Do not despise prophetic utterances. (cf I Thess. 5:16-24)
Of all the things Scripture commands, this should be the easiest. After all, who doesn’t want to rejoice. Nonetheless, it can be a challenge. Here in DC folks tend to get very “big picture;” some because it’s their sworn responsibility to keep their eye on the big picture, but for most of us there is a mysterious, mesmerizing allure to anxiety about the “big pictures” of our lives. It could be politics. It could be family. It could be our efforts on behalf of the most benign causes in civil society. It almost inevitably generates a sentiment, “Everything’s falling apart,” that colors our whole outlook. I call it “Big Picture-itis.” It’s the same feeling I got at university starting each semester. I’d look over all my courses’ curricula and feel completely overwhelmed.
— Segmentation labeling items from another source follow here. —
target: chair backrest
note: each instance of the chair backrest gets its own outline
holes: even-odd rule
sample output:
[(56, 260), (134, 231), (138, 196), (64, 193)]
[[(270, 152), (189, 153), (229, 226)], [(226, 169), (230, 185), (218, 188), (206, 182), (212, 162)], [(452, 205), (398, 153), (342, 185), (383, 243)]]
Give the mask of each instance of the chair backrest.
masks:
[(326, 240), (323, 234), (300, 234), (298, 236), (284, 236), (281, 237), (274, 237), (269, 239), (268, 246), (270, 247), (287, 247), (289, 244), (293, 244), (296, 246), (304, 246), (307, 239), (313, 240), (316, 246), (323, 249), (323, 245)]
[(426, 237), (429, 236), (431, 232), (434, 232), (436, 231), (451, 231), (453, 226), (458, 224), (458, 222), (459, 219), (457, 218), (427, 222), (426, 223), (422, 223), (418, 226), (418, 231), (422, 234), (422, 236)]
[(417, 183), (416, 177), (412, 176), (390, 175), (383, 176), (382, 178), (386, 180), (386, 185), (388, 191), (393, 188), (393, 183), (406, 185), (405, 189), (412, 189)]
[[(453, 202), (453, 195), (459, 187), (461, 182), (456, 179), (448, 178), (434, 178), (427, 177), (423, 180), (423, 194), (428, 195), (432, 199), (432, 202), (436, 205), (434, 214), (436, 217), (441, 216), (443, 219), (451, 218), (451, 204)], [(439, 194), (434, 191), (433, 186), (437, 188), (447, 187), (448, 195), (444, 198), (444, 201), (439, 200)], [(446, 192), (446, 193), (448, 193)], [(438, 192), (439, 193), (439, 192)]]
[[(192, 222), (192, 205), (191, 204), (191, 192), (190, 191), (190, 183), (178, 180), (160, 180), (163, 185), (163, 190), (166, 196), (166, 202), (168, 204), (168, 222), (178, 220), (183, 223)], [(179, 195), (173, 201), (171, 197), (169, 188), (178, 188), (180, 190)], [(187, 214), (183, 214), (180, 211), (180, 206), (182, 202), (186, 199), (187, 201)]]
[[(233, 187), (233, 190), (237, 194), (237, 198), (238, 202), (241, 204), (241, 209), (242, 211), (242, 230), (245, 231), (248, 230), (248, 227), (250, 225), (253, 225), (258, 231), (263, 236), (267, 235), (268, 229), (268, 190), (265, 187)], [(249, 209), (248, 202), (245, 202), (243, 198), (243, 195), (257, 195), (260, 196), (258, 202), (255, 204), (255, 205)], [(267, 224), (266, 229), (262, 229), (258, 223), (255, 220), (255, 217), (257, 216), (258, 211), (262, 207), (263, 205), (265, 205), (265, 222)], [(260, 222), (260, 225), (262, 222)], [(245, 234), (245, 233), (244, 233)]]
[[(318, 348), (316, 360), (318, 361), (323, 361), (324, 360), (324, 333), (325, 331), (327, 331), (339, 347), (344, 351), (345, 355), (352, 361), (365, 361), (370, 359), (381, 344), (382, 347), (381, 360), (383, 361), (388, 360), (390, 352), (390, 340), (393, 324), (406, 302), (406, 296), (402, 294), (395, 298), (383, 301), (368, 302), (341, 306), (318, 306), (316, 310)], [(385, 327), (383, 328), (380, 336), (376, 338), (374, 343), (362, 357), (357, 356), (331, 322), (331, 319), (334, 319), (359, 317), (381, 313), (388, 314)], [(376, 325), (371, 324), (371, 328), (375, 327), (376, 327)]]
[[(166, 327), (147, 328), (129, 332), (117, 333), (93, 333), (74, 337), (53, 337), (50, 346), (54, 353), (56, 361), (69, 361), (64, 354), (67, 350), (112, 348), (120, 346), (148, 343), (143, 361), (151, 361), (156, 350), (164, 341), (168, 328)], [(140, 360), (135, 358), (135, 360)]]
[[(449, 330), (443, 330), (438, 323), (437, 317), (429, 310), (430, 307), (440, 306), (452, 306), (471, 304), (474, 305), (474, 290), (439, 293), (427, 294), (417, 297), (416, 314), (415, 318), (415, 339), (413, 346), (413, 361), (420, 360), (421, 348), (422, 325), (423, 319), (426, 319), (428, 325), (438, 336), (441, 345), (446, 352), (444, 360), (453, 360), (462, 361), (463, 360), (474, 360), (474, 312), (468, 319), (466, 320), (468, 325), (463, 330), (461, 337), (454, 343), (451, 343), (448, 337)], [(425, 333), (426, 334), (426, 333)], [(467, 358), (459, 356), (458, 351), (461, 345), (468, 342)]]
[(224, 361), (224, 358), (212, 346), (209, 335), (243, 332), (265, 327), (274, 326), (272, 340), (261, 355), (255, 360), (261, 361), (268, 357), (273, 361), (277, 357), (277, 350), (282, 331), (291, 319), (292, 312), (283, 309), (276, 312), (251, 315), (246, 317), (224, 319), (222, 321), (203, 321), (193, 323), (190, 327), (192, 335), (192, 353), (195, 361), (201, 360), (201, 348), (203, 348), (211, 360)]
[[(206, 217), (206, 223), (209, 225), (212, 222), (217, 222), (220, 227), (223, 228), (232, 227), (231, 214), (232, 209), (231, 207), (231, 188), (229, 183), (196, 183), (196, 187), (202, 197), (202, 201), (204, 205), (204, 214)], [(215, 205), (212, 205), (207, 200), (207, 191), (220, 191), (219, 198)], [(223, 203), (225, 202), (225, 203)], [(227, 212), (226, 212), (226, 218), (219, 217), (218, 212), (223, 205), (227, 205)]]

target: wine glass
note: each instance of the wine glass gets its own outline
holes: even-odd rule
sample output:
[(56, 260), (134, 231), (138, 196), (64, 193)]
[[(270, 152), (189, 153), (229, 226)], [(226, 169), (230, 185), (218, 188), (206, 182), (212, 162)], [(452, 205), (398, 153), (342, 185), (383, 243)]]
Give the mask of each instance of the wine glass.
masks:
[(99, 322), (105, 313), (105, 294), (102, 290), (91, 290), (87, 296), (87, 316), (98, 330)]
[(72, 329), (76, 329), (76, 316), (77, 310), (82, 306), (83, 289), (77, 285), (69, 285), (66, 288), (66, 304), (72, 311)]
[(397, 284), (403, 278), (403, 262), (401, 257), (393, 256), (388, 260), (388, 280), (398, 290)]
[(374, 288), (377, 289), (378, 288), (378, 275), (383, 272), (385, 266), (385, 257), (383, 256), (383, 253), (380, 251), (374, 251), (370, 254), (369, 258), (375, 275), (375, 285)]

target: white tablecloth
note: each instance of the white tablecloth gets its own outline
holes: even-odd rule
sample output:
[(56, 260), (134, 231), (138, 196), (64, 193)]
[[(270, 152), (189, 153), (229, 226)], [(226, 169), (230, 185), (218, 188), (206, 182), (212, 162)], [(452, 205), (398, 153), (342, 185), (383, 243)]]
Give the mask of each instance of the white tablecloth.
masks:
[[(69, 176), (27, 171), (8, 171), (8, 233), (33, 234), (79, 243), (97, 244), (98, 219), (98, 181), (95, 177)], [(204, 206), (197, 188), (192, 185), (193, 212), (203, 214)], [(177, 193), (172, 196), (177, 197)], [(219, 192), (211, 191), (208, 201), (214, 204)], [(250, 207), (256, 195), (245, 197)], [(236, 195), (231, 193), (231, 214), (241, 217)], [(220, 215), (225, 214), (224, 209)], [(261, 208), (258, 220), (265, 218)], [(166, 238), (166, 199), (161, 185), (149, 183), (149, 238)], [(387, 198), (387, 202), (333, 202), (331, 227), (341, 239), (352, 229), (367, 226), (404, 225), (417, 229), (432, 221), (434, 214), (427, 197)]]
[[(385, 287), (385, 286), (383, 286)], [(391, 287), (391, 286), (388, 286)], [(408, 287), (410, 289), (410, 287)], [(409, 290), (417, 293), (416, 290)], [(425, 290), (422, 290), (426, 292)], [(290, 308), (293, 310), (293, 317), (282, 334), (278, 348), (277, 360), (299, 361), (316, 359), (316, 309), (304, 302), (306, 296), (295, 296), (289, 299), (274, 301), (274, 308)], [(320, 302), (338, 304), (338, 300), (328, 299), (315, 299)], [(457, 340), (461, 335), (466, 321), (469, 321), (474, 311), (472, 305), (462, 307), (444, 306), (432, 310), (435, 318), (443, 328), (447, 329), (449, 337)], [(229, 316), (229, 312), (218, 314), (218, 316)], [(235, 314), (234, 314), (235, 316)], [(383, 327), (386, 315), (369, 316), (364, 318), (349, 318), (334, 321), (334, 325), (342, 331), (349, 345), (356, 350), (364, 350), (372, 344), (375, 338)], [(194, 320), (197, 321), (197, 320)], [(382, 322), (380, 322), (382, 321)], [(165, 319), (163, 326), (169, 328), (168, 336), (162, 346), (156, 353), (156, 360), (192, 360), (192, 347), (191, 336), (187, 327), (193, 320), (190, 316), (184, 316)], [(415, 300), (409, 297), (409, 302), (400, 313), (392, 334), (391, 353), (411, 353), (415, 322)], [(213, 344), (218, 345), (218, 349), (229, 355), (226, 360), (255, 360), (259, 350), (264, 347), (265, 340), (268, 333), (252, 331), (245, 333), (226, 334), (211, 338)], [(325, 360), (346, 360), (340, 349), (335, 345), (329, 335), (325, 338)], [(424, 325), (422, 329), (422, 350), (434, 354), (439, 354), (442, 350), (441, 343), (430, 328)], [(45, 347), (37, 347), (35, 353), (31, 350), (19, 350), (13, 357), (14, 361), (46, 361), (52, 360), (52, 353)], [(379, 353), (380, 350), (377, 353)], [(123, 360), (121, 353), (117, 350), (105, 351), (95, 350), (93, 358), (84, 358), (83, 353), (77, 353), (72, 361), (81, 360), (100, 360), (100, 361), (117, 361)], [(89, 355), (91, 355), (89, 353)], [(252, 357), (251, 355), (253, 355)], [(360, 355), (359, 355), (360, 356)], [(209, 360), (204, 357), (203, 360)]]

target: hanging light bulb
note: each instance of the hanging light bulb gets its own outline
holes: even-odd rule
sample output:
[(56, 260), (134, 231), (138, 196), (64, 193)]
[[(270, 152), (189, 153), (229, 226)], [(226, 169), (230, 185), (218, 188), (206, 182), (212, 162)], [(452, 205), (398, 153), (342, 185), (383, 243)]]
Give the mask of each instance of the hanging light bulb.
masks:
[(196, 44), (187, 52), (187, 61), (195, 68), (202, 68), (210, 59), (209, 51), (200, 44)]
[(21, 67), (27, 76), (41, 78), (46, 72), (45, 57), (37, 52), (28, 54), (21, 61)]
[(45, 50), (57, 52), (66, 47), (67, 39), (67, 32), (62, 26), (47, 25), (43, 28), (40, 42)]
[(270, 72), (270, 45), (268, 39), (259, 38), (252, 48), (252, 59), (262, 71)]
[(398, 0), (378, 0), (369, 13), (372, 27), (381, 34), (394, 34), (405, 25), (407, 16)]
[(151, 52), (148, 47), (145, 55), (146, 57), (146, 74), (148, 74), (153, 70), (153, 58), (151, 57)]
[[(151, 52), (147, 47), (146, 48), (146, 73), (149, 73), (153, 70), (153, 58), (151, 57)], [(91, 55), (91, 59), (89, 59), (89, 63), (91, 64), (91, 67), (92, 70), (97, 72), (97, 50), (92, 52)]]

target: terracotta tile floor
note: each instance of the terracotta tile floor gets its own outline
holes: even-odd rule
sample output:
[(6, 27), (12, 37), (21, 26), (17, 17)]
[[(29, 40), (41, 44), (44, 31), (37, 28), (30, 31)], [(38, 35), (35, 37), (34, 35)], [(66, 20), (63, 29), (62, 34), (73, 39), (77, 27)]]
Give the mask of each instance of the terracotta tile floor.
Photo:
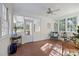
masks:
[(63, 45), (63, 49), (69, 49), (70, 51), (77, 51), (78, 49), (75, 47), (75, 44), (73, 42), (62, 42), (59, 40), (42, 40), (37, 42), (31, 42), (21, 45), (17, 49), (17, 52), (13, 54), (12, 56), (49, 56), (49, 53), (51, 52), (51, 49), (42, 51), (41, 47), (44, 46), (46, 43), (50, 43), (52, 45)]

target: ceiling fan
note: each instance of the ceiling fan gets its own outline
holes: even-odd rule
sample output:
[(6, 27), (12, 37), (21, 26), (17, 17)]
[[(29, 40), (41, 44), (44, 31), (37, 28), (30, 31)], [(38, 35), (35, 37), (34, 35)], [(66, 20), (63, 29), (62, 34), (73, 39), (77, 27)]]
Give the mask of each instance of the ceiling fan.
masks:
[(47, 10), (47, 14), (53, 14), (54, 12), (57, 12), (57, 11), (59, 11), (60, 9), (54, 9), (54, 10), (52, 10), (51, 8), (48, 8), (48, 10)]

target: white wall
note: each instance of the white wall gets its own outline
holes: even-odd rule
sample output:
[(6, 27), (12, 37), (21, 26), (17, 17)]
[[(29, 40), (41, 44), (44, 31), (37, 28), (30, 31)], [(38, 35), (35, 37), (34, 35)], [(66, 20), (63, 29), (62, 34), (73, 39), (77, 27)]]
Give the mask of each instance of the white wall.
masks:
[[(50, 31), (54, 31), (54, 20), (53, 18), (33, 18), (33, 21), (35, 20), (40, 20), (40, 31), (39, 32), (34, 32), (34, 28), (33, 28), (33, 41), (40, 41), (40, 40), (46, 40), (49, 39), (49, 33)], [(51, 26), (50, 28), (47, 27), (47, 24), (50, 23)], [(28, 39), (26, 38), (25, 33), (21, 33), (23, 36), (23, 43), (27, 43)]]
[[(5, 6), (6, 6), (6, 4), (5, 4)], [(10, 8), (11, 8), (11, 6), (9, 7), (9, 11), (10, 11), (11, 16), (12, 16), (12, 11), (10, 10)], [(2, 14), (1, 14), (1, 16), (2, 16)], [(12, 17), (9, 20), (12, 20)], [(12, 28), (11, 23), (9, 23), (9, 31), (11, 31), (11, 28)], [(0, 29), (1, 29), (1, 27), (0, 27)], [(5, 35), (5, 36), (0, 37), (0, 56), (7, 56), (8, 55), (9, 45), (10, 45), (10, 33)]]

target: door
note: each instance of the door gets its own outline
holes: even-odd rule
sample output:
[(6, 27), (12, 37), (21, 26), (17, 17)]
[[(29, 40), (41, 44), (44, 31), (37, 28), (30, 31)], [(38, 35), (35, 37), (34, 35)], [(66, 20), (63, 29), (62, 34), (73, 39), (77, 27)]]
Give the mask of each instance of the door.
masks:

The only way forward was one reading assignment at a time… little picture.
As I mentioned in an earlier post, I’ve just gotten a dog. Puppy that she is, and novice that I am at bing a dog owner, she’s a handful. That said, the “little picture,” focus I’ve been keeping on getting to know my dog has put big picture demons back in their appropriate boxes. Laying on the couch one night, Annie (my puppy) began to lick my face. It tickled and I couldn’t stop smiling even as I struggled to shift her squirmy form away from me. I rejoiced that the Lord had given me a moment of light and joy via my dog… and then I rejoiced even more because I recognized I had been touched by God (again, via my dog… I don’t worship animals). On the flip side, Annie and I were walking yesterday. She leapt into one of the church flower beds, sniffing as she moved. All perfectly normal, but then she tried to eat one of the wood chips… with lightning speed my hands were on her muzzle, gently prying her jaw open and reaching in to remove the choke-hazard… Only it wasn’t a wood chip she’d chomped on, it was another dog’s droppings. I cleared the…material… from Annie’s mouth and cleaned my own hands in a little pile of snow. Humiliation, humility… Lord, you have shown me my smallness! I was, spiritually aware of being on the cross with Jesus. I was angry and frustrated for a moment, but then felt privileged to be with the Lord. I rejoiced. Annie and I walked on.
One might protest, “Now wait a minute… This isn’t exactly John-the- Baptist-style rejoicing. Can you really claim that ‘the Spirit of the Lord is upon you’ (Is. 61) as you have these ‘little picture’ moments?” The answer is: YES… and so did John.
Think about it… John the Baptist came, today’s Gospel (Jn 1:6-28) tells us, “for testimony.” And to what was he testifying? …That God had touched him and would touch others. This doesn’t exactly require an ad campaign made in Madison Avenue. John proved that too… he lived in simplicity in the desert wearing camel hair, eating locusts and honey. He didn’t begin with a crowd of thousands… more likely he met whoever was passing by and had very normal conversation with them. His listeners then testified and then the crowds got big.
Are we really so very different? This Advent, “don’t quench the Spirit.” Believe that the little picture ways in which God touches you are indeed full of his Spirit and share that story with others. When you do you will have rejoiced and given them the perfect gift.